Hawkins still adjusting to college game

By Andy Samuelson     Dec 24, 2002

Jeff Hawkins doesn’t have a Christmas wish list this year.

“I really don’t want any presents,” the Kansas University red-shirt freshman guard said. “I just want to be with my family and relax at the house.”

When he wasn’t relaxing or interacting with his family, Hawkins planned to spend his spare time watching television — not bowl games, not movies and not tapes of KU games.

Hawkins has been watching and will continue to check out tape from his days as an all-state basketball player at Kansas City Sumner Academy.
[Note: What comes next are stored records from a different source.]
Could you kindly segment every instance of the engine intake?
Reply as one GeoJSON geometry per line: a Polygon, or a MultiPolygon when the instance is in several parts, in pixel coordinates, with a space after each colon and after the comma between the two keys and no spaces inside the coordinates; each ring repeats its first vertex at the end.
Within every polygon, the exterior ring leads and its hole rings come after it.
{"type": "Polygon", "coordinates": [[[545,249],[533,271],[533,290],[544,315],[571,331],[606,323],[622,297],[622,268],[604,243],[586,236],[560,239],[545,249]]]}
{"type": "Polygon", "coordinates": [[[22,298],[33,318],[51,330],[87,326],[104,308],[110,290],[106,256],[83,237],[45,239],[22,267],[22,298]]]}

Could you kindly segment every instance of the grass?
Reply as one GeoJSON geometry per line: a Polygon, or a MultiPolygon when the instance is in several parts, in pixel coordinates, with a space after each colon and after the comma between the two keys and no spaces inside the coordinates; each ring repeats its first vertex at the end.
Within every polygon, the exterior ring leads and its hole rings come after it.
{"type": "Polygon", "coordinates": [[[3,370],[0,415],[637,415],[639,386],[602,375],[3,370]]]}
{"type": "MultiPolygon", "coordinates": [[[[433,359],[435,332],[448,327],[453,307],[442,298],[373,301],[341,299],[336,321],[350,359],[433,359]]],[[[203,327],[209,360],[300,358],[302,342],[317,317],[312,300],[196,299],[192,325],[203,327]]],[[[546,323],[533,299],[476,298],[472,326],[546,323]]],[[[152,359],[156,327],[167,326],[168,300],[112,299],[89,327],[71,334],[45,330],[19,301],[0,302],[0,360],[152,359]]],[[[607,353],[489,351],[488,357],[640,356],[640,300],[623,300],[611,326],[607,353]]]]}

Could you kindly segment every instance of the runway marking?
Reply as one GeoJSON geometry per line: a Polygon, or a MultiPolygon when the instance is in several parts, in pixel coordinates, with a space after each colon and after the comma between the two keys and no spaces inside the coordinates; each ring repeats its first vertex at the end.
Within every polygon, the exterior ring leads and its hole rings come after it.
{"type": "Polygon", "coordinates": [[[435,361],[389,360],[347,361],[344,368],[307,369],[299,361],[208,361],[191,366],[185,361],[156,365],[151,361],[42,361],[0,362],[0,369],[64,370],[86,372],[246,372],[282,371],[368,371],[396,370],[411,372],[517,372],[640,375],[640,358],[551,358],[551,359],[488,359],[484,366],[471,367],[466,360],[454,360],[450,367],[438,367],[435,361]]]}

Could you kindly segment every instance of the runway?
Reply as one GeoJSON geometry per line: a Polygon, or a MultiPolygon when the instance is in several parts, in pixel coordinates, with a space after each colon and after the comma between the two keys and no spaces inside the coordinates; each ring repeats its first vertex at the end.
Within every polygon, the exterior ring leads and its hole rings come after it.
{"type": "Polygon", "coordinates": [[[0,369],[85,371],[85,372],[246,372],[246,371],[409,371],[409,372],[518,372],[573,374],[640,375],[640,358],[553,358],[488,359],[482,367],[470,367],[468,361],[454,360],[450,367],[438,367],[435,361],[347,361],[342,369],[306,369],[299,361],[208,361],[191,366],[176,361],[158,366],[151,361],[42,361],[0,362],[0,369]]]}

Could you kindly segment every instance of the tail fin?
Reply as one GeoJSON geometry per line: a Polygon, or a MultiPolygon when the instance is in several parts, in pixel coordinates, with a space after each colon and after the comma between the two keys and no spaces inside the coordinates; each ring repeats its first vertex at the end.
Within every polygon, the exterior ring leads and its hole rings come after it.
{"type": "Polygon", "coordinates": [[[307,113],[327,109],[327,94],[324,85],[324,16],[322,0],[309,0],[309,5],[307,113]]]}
“Sometimes I doubt myself,” Hawkins said. “But when I watched some of those old games I know I can still do some of the same stuff. It’s all about having confidence.”

Thus the problem.

“Comparing myself to my senior year of high school, I had a lot of confidence,” said Hawkins, who averaged 19.6 points, 4.5 assists and 2.6 steals a game as a Sumner Academy senior. “This year I have to get my confidence level up, and that’s what I’m trying to work on.”

Hawkins, aptly nicknamed J-Hawk, had a bright beginning to his college career after sitting out last season because of a red shirt. He scored 16 points in just 18 minutes in KU’s exhibition wins over EA Sports and Washburn.

Hawkins connected on six of nine field goals and looked like he had helped answer the question about the Jayhawks’ depth. Then Hawkins came up empty in the season opener against Holy Cross. Next, he made three of four free throws in nine minutes against UNC Greensboro.

Then he hit a sinking spell.

Hawkins logged one minute in both of KU’s losses against North Carolina and Florida at the Preseason NIT in New York City. Back in Lawrence, he played a career-high 15 minutes versus Division II Central Missouri State, but missed all five of his shots. Against Oregon, he mopped up, and he didn’t play at all at Tulsa.

“It’s been tough,” Hawkins said. “But it’s just like my freshman year of high school, from playing in the eighth grade and starting. You have to work your way up. It’s just a tough process, but it all works out in the long run.”

Or at least in the last two games.

Hawkins scored a career-high six points in 15 minutes in the Jayhawks’ rout of Emporia State on Dec. 14. And he needed only three minutes of court time to tally four points — which happened to be the only points off the KU bench — against UCLA on Saturday.

“Jeff has gotten better,” KU coach Roy Williams said. “He’s working every day in practice.”

Williams is using Hawkins at both point guard and shooting guard and, the KU coach said, “I think with time he’s going to feel more comfortable with that.”

Hawkins, who was a National Merit Scholar semifinalist in high school, is smart enough to know his days of scoring 42 points in a game — as he once did at Sumner Academy — are over. Still, he also knows Williams is counting on him to contribute off the bench.

“I feel my season is going pretty good, but I need to really focus on the things that coach wants me to do,” Hawkins said. “I understand the game a little more than I did last year, but I feel that I’m worried about making too many mistakes, and sometimes that leads me into making another mistake.”